Soutenue par une demande urbaine et sous-régionale de plus en plus croissante, l'émergence du vivrier marchand en général et plus particulièrement du maraichage, a profondément bouleversé l'organisation de l'espace par intrusion dans des milieux jadis protégés à l'instar des bas-fonds et des zones d'altitude. Par ailleurs, les parcelles des versants autrefois réservées au caféier ont progressivement été converties en plantations d'eucalyptus vecteur à la fois d'une nouvelle forme d'économie locale et de l'assèchement des bas-fonds et des cours d'eau. Ce modèle qui perdure ainsi depuis plus d'une vingtaine d'années déjà, s'est développé au détriment du raphia qui occupait jadis les bas-fonds tout en contribuait à l'entretien et la protection des eaux de surfaces. Une insouciance écologique fortement entretenue par une absence de cadre de concertation pour la gestion de l'eau agricole, un faible encadrement des structures de l'Etat pendant la période de référence 1990-2010 pour cause d'ajustement structurel, une forte pénétration nuisible d'engrais et pesticides divers ainsi que l'expérimentation par des ONG de nombreux programmes disparates de développement, sont autant de facteurs d'atteinte forte à l'équilibre environnemental tout entier de la zone.

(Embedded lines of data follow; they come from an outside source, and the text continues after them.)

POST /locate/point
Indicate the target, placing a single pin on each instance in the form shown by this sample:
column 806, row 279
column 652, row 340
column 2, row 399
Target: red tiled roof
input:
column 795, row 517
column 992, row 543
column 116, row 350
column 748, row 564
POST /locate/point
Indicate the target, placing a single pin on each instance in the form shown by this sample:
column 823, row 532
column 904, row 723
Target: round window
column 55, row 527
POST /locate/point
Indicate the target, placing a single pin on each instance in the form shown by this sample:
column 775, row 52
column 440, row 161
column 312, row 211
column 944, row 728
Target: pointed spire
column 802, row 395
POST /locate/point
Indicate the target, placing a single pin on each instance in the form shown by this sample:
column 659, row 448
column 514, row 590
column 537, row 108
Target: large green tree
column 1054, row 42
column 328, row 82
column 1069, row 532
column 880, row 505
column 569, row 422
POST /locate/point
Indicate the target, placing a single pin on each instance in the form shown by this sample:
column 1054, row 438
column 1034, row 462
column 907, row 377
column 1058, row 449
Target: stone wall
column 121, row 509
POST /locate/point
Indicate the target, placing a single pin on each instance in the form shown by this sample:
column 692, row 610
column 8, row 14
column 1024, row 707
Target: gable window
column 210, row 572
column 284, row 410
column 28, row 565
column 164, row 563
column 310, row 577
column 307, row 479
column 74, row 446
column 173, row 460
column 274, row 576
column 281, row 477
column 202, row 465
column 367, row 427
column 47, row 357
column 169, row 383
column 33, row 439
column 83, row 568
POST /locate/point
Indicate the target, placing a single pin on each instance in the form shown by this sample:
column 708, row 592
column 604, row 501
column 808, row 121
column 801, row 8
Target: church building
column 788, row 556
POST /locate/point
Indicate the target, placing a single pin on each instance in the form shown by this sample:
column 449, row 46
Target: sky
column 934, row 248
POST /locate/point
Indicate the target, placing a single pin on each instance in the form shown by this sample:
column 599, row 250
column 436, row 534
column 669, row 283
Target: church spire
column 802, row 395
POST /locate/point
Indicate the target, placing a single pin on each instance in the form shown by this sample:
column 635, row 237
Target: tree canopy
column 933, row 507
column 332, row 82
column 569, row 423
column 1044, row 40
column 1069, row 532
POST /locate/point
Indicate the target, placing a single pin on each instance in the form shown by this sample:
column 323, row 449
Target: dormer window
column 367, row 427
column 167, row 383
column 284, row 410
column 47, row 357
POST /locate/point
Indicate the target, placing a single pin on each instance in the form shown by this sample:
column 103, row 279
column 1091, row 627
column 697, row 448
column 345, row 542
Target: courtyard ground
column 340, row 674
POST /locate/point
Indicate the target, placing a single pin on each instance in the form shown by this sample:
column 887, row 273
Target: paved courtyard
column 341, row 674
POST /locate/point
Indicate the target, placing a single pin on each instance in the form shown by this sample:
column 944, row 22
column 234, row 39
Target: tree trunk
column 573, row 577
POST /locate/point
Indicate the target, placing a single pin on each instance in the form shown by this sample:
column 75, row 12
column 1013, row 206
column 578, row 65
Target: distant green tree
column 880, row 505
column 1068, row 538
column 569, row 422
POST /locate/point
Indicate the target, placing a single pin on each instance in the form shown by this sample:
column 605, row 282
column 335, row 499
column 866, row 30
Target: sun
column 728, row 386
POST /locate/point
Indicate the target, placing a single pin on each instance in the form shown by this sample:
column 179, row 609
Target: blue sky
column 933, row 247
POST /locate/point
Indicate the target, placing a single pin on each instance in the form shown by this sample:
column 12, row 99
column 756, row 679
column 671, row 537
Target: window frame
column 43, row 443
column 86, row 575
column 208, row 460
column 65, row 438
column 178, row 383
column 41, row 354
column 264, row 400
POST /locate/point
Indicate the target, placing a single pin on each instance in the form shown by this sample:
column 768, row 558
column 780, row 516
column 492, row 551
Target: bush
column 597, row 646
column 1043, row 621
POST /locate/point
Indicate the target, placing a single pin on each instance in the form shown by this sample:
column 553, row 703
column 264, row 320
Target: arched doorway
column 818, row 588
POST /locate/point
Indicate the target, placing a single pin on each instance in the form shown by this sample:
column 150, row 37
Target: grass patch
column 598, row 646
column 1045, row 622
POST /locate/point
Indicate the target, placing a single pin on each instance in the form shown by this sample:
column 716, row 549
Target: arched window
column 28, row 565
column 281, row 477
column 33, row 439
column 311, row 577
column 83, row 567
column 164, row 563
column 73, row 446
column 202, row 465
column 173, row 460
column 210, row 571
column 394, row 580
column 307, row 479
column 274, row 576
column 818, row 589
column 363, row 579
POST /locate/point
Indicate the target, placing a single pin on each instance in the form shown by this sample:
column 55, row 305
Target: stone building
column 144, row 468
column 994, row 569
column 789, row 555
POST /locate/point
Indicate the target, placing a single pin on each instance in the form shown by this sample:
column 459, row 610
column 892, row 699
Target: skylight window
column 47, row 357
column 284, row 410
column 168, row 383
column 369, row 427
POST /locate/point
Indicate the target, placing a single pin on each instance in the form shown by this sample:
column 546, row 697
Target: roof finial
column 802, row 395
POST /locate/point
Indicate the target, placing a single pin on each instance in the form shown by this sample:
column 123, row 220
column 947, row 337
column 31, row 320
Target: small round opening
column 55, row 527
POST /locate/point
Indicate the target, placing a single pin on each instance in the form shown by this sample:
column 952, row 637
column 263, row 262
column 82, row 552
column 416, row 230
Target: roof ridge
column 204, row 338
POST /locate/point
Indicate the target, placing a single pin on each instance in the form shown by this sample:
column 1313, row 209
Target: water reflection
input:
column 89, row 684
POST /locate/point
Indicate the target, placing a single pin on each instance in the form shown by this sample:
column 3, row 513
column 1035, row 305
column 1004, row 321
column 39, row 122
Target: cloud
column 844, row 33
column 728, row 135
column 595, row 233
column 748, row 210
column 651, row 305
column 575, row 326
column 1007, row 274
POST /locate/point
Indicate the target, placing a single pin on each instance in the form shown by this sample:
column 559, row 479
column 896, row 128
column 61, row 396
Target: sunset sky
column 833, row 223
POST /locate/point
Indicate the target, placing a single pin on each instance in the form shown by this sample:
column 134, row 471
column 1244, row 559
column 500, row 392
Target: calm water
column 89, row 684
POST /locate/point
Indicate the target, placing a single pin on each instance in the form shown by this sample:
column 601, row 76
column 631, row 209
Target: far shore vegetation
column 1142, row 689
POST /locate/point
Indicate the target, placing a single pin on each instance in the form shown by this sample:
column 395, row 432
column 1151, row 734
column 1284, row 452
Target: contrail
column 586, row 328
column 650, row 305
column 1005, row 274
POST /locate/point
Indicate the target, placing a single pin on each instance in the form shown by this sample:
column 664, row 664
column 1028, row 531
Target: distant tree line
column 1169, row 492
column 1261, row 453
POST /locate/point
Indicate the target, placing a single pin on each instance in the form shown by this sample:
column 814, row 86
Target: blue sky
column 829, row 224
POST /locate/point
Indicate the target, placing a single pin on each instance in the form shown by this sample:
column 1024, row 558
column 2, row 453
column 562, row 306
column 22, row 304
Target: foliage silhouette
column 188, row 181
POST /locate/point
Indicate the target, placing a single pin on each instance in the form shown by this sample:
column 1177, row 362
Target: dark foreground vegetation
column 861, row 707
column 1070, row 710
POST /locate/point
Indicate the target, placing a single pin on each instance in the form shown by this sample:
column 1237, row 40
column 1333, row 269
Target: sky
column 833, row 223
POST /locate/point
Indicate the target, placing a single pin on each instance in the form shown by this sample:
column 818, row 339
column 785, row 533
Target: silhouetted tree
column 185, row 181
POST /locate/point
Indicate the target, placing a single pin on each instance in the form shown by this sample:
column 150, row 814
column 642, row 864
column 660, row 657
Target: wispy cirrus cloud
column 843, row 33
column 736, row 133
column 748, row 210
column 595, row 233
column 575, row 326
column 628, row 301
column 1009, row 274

Cette communication rend compte des résultats d'une recherche-action menée suivant la Méthode Accélérée de Recherche Participative (MARP) dans le territoire d'un village du groupement Bayangam dans l'Ouest du Cameroun. L'objectif principalement visé est l'analyse de l'évolution des pratiques et stratégies déployées par les populations pour mener leurs activités agro-sylvo-pastorales dans un contexte marqué par l'amenuisement des ressources en eau, la saturation foncière et les conflits de limites de terroir. Notre réflexion s'inscrit dans une approche globale des rapports Homme-milieu naturel, à travers l'analyse des paysages, l'histoire des pratiques et de la mise en valeur de l'espace. Le développement des activités agricoles et sylvo-pastorales dans le terroir étudié se traduit par l'accroissement des superficies cultivées et par l'augmentation des effectifs de bétail qui occasionnent parfois de fortes pressions sur les ressources naturelles, avec pour risque un désenchantement programmé. Cette nouvelle situation induit de nouvelles dynamiques d'occupation de l'espace et impose aux communautés villageoises de relever le défi d'une gestion rationnelle de l'espace et des ressources naturelles. Au final, quelques recommandations s'avèrent indispensable afin d'éviter une catastrophe environnementale susceptible d'accélérer les crises multiformes auxquelles est déjà soumis depuis quelques temps, ce milieu de montagne extrêmement sensible et chargé de précieuses ressources patrimoniales.